Curtis R. Austin, Black Books and Reviews.com
Basketball superstar Dwyane Wade’s autobiography “A Father First: How My Life Became Bigger than Basketball” is less a locker room peek at the inner world of professional basketball, as it is a touching glimpse at a poverty-stricken kid’s unshakeable faith in his drug addicted mother and how the kid-turned-dad wages an against-all-odds legal battle for the two sons he so adores. In his first literary outing, Wade delivers an emotionally thunderous slam dunk.
Wade, who was awarded 2006 Sportsman of the Year by Sports Illustrated and named the NBA Finals MVP after leading his Miami Heat to the first of their two NBA Championships that same year, uses basketball as a backdrop as he tells his story of growing up on the Southside of Chicago, arguably one of the toughest cities in America.
Wade, aka “D-Wade” or “Flash,” drafts veteran writer Mim Eichler Rivas help him tell his tale.
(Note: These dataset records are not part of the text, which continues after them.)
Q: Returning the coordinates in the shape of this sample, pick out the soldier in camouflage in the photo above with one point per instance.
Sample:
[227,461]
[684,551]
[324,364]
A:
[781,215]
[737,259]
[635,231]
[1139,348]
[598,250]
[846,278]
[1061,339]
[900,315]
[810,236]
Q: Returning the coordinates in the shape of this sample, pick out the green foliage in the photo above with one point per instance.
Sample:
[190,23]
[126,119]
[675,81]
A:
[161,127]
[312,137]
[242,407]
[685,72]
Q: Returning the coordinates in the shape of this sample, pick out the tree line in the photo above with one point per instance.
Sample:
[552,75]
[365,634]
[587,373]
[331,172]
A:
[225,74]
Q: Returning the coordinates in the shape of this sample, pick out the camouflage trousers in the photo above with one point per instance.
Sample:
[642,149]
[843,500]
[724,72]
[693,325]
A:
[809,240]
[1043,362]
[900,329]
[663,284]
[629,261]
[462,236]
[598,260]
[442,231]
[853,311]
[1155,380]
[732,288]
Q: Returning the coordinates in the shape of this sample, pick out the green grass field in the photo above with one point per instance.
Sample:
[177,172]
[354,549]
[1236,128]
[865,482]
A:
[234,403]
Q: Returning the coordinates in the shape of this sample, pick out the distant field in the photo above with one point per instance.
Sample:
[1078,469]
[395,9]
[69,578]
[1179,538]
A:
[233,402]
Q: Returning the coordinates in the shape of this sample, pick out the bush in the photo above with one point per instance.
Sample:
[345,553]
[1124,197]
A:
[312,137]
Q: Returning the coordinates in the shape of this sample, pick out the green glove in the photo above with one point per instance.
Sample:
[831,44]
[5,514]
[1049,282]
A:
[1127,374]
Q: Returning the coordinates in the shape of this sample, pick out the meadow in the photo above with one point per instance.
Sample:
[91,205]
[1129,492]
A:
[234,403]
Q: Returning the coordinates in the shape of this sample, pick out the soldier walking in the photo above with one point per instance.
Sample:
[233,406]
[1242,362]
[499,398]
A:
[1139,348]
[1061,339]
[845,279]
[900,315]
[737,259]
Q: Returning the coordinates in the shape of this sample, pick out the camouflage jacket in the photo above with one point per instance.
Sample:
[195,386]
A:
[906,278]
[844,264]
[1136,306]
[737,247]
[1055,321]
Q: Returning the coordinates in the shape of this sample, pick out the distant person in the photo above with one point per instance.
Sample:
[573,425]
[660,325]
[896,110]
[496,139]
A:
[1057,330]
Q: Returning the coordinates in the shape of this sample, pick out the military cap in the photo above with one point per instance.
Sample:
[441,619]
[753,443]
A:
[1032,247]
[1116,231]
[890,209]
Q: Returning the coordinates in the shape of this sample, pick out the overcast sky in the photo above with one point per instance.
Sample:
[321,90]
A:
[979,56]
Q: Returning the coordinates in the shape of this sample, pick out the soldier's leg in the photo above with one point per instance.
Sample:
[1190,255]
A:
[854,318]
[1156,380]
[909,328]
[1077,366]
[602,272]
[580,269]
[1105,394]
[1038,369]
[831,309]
Eichler was the ghost writer on the New York Times’ bestsellers “The Pursuit of Happyness ” with Chris Gardner that became a movie of the same name starring Will Smith; and “Finding Fish,” with Antwone Fisher, which was the basis of the Denzel Washington film “Antwone Fisher.”
Through Wade’s voice, Rivas is at the top of her game as the story begins to unfold as Wade, now an established NBA superstar, is at home resting in preparation for a playoff run after beating the Los Angeles Lakers the night before. At home, he receives a text message from his lawyer informing him that the judge has made a decision in “the very public, drawn-out custody battle for my sons, nine-year-old Zaire and almost four-year-old Zion. .. It’s over.”
The lawyer’s news that night in March 2011 triggers memories for Wade of his own hard scrabble youth: “I’m taken back to the memory of something that happened to another boy, age eight and a half, who – twenty years earlier – felt he also had been left on the doorstep of uncertainty. …. The year was 1990 … The place was the Southside of Chicago, on the corner of Fifty-Ninth and Prairie, not the projects but a place hard-hit by poverty and drugs, where the sound of gunfire was more or less constant and knowing someone who died young was a reality. The boy I’m remembering is me.”
Fifty-Ninth and Prairie, if memory serves me correct, is in Chicago’s Englewood neighborhood, less than 20 blocks from the Windy City’s Bronzeville neighborhood, Chicago’s answer to New York City’s fabled Harlem. Like Harlem, Bronzeville is steeped in historical and cultural landmarks, a breathing monument to the generations of Blacks who migrated there from the South. And just like Harlem, there is an undercurrent there: gangs, violence and drugs.